Nishida N, Nishimura T, Ito T, Komeda T, Fukuda Y, Nakao K
Department of Medicine and Clinical Science, Kyoto University Graduate School of Medicine, Sakyo-ku, Kyoto, Japan.
Histol Histopathol. 2003 Jul;18(3):897-909. doi: 10.14670/HH-18.897.

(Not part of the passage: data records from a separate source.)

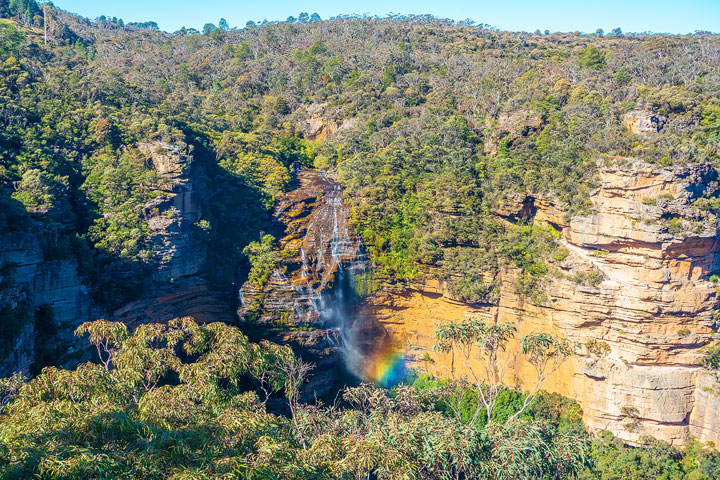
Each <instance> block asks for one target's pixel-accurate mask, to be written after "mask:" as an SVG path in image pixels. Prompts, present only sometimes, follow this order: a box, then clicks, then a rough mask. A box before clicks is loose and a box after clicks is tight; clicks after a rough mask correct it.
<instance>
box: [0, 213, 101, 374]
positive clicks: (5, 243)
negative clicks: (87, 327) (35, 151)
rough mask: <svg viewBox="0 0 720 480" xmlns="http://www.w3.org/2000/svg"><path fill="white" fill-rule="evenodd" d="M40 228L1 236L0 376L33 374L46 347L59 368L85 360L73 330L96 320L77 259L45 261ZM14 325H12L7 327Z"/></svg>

Recently, many studies have identified losses and gains of several chromosomal loci in human hepatocellular carcinoma (HCC) with fine microsatellite analysis and comparative genomic hybridization. Although distribution of aberrant chromosomal arms differs among HCCs, loss of 1p, 4q, 6q, 8p, 9p, 10q, 13q, 16q and 17p, and gain of 1q, 6p, 8q, 17q and 20q have been recurrently reported, and loss of 4q and 16q seems to occur preferentially in hepatitis B virus-related HCCs. Accumulation of these aberrant chromosomal regions is associated with tumor progression, and some chromosomal aberrations, such as loss of 1p, are frequently identified in well-differentiated HCCs and also detected even in dysplastic nodule and cirrhotic nodule. This evidence suggests that chromosomal instability (CIN) emerges at an early stage during hepatocarcinogenesis and is successively inherent to tumor cells, resulting in acquisition of malignant phenotype. The molecular basis of CIN is beginning to be explored; however, several mechanisms may be involved for CIN of HCC.
最近,许多研究通过精细微卫星分析和比较基因组杂交技术,确定了人类肝细胞癌(HCC)中几个染色体位点的缺失和增加。尽管不同HCC中异常染色体臂的分布有所不同,但1p、4q、6q、8p、9p、10q、13q、16q和17p的缺失以及1q、6p、8q、17q和20q的增加已被反复报道,且4q和16q的缺失似乎在乙型肝炎病毒相关的HCC中更易发生。这些异常染色体区域的积累与肿瘤进展相关,一些染色体畸变,如1p缺失,在高分化HCC中经常被发现,甚至在发育异常结节和肝硬化结节中也能检测到。这一证据表明,染色体不稳定性(CIN)在肝癌发生的早期阶段就已出现,并且是肿瘤细胞固有的特征,导致恶性表型的获得。CIN的分子基础正开始被探索;然而,HCC的CIN可能涉及多种机制。